Wednesday, July 02, 2014

The One Hundred Year Old Man Who Climbed Out Of The Window and Disappeared Review

Wednesday, July 02, 2014

Directed by: Felix Herngren
Written by: Felix Herngren & Hans Ingemansson
Starring: Robert Gustafsson, Alan Ford
Running time: 114 minutes
Release date: TBA

Upon reading Jonas Jonasson's epically-titled novel, The One Hundred Year Old Man Who Climbed Out of the Window and Disappeared, it was clear that it was exactly the kind of whirlwind, multi-faceted, bizarre adventure story that would translate brilliantly to the silver screen, should it be handled properly. The Swede's quickly laid claim to this fictional odyssey hailing from their homeland, and having a Swedish team behind this film (rather than, say, snapped up by the Americans) is the perfect way to go as their techniques of capturing the story on film naturally encompasses and reflects their own style and culture. Already, it has become one of the most successful Swedish films ever, so there is evidently a winning formula of some sort at play here.

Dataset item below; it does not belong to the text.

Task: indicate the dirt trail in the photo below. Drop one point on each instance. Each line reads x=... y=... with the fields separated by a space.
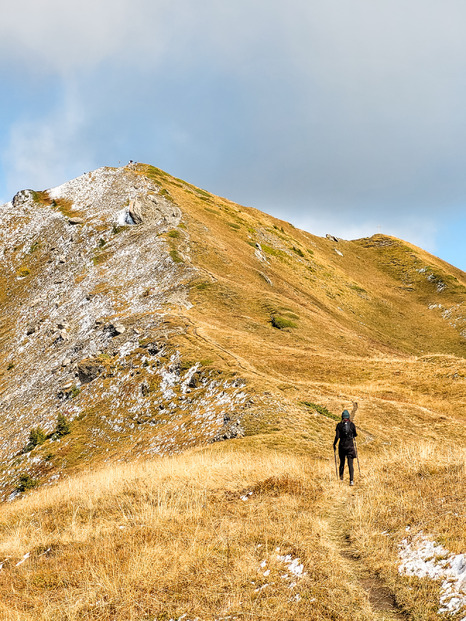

Directed and co-written by Felix Herngren, this madcap comedy follows one Allan Karlsson on a journey through a lifetime, starting on the day of his one hundredth birthday, this also being the day he decides to add to his life's escapades by making a break from his nursing home and plodding on to the next bus to anywhere. Immediately, he finds himself embroiled in a tricky predicament with a notorious yet hopeless biker gang and a suitcase full of millions. Alongside this most recent turn of events, we are shown how his penchant for and expertise in blowing things up with dynamite takes him on a journey across continents and brings him into contact with a series of significant political figures, the narrative having fun with reshaping historical events to suit its own fictional purposes.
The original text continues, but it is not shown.